April 3, 2002
Survey says one in five car buyers visits dealer web-sites
Cincinnati, Ohio – Nearly one in five new car buyers visits the Web site of the automobile dealership they buy from, according to research released by Friedman-Swift Associates, an automotive marketing research firm in Cincinnati, Ohio.
The report, based on interviews with 12,376 new car buyers in 2001, showed that 17 percent of consumers visited the Web site of the dealership they bought from before they purchased or leased their car.

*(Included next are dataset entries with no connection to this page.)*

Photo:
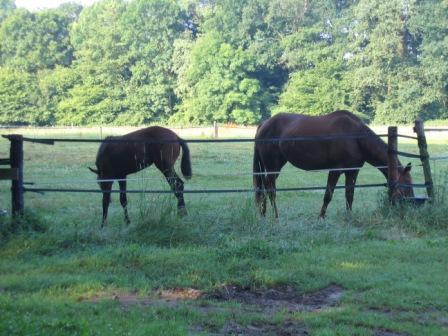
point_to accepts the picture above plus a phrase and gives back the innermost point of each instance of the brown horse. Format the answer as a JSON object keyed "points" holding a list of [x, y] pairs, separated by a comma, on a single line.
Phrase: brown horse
{"points": [[351, 153], [115, 160]]}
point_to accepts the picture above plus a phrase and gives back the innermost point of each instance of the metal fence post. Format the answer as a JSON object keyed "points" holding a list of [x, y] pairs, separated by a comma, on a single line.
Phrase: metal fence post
{"points": [[215, 129], [16, 158], [392, 162], [424, 157]]}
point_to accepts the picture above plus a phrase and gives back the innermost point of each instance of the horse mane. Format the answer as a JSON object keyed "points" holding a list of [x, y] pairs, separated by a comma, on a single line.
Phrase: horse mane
{"points": [[103, 147]]}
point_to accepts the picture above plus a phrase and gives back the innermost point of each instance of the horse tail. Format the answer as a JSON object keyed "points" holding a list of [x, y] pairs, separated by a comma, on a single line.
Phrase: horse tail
{"points": [[258, 169], [185, 163]]}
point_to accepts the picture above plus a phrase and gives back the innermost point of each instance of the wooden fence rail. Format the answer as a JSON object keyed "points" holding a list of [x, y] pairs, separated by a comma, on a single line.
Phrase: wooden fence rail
{"points": [[15, 172]]}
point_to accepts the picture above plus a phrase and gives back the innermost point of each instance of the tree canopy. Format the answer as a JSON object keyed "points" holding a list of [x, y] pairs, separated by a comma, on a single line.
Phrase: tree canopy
{"points": [[240, 61]]}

“Increasingly, we see that dealership Web sites are playing a prominent role in car buyers’ decisions,” notes Judy George, chief operating officer of Friedman-Swift Associates. “It’s more important than ever that dealerships market their Web sites and answer consumer email promptly, applying the same sound business principles in the online world as they do in the showroom.”
Most of these new car buyers (49%) said they found the dealership Web site through an Internet search engine. Other ways buyers discovered dealership Web sites included:
- Linking to the dealership site from an automobile manufacturer’s site (16%);
- Seeing the dealer’s Web address in a local newspaper ad (11%);
- Learning about the dealership Web site through a television commercial (2%);
- Seeing the dealer’s Web address on local billboards (1%);
- Learning about the dealership Web site through a radio commercial (1%).
“Internet networks and search engines are the single most important way in which consumers find a dealership Web site,” says George. “Dealers need to make sure they are listed with not just major search engines and Internet directories like Yahoo, Google, HotBot and Lycos, but local ones as well.”
The findings are the result of 12,376 telephone surveys conducted with new car buyers throughout 2001. The research has a sampling error of less than one percent.
Friedman-Swift Associates, based in Cincinnati, Ohio, is a leading provider of automotive marketing research to automobile dealers in the United States.